An array that receives a WRITE USING TOKEN command may copy the associated data to the specified destination as a background operation. ODX includes a polling mechanism that hosts can use to determine the progress of a copy, and for an array to indicate when it is finished.
With FlashArray, however, copying data between volumes or block ranges within a volume is nearly instantaneous because it updates the metadata representation of the address space to point at the locations of the source blocks. Updating the metadata representation is so fast that a FlashArray always responds to WRITE USING TOKEN commands immediately with a status of copy complete.
FlashArray’s Purity software maintains metadata representations, called mediums, that point indirectly to the current physical locations of data in volumes. Mediums are organized as trees whose leaf nodes point to areas in an array-wide block map that indicate where data is stored.
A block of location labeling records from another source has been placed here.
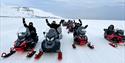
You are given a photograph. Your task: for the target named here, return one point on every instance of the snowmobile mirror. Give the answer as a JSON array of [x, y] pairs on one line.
[[44, 33]]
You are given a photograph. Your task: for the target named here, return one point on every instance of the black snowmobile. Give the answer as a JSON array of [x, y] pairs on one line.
[[23, 43], [80, 38], [69, 25], [51, 44], [115, 36]]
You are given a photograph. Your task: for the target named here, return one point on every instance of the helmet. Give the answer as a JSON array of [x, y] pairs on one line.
[[111, 27], [54, 22], [30, 24]]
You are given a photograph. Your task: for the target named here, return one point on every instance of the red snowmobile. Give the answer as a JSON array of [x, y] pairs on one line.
[[51, 44], [23, 43], [116, 37], [80, 38]]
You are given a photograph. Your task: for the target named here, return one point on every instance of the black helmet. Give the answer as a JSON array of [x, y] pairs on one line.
[[111, 27], [30, 24], [54, 22], [120, 32]]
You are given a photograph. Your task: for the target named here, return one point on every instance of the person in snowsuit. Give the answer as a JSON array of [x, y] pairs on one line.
[[110, 30], [76, 27], [31, 29], [54, 25]]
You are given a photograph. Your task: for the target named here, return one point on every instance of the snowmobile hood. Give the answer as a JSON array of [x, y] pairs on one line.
[[52, 33]]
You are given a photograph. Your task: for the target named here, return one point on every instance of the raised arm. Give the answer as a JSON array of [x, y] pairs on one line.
[[80, 21], [24, 23], [47, 22]]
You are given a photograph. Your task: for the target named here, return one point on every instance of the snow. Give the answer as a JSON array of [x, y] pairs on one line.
[[103, 53]]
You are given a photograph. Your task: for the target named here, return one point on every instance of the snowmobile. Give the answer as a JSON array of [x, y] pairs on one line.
[[51, 44], [23, 43], [114, 36], [70, 26], [80, 38]]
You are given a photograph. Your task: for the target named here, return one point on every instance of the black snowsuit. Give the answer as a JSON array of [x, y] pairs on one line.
[[55, 26], [32, 30], [76, 27]]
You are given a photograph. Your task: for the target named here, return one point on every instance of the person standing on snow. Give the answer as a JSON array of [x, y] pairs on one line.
[[31, 28], [54, 25], [78, 25]]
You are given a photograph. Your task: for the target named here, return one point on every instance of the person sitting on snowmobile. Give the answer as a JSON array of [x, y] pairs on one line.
[[31, 28], [110, 30], [54, 25], [76, 27]]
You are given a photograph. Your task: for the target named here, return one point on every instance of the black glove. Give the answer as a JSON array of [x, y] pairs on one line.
[[23, 20], [47, 20]]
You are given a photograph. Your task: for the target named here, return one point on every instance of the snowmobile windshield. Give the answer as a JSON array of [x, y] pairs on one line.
[[23, 32], [81, 31], [52, 34]]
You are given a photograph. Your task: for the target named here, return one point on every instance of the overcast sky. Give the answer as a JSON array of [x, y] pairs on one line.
[[89, 9]]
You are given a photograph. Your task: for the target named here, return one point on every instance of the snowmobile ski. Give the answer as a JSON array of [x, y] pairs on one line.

Purity creates snapshots of an entire volume, or copies a range of blocks within a volume, by simply allocating a new medium and pointing it to the part of a source volume’s medium tree that represents the block range to be copied.
This is really useful for ODX because making a point-in-time copy of a range of blocks uses the same mechanism.
The POPULATE TOKEN command doesn’t specify a destination, it just directs the array to stage a range of blocks to be copied later when a WRITE USING TOKEN command is received.
So where does a FlashArray put the data it stages in response to a POPULATE TOKEN command?
Purity maintains a set of internal ODX volumes. These are otherwise normal volumes, however they are not visible outside an array. When a POPULATE TOKEN command directs a FlashArray to stage source data, Purity simply copies it to an ODX volume.
Doesn’t that waste physical storage?
No, because Purity doesn’t actually copy data to an ODX volume; it simply updates pointers in the ODX volume’s medium tree to point to the source volume medium nodes that represent the block range to be copied. Only if a host overwrites source volume blocks in the copied range does Purity copy data to maintain the point-in-time state of the staged data.
Likewise, Purity executes a WRITE USING TOKEN command by copying the data staged in an ODX volume to the destination volume specified in the command. Again, it doesn’t actually copy the blocks; it simply updates the destination volume’s medium tree to point to the source data’s location and indicates to the host that the copy is complete.
In the case of a WRITE USING TOKEN command that contains a Zero ROD token, Purity doesn’t actually write zeroes to the destination block range. Rather it updates the destination’s medium tree to point to a special zero medium.
So where does the Array store all those tokens?
Here’s the cool part, it doesn’t… Purity doesn’t generate a token when it executes a POPULATE TOKEN command; it stores only enough information to indicate where to find the staged data. The team developed a lockless data structure that holds the information required to generate the token. As it executes a POPULATE TOKEN command, Purity stores the information in an entry in the data structure. To execute a subsequent RECEIVE ROD TOKEN INFO command, the software locates the entry with a matching identifier and generates the ROD token to send to the host.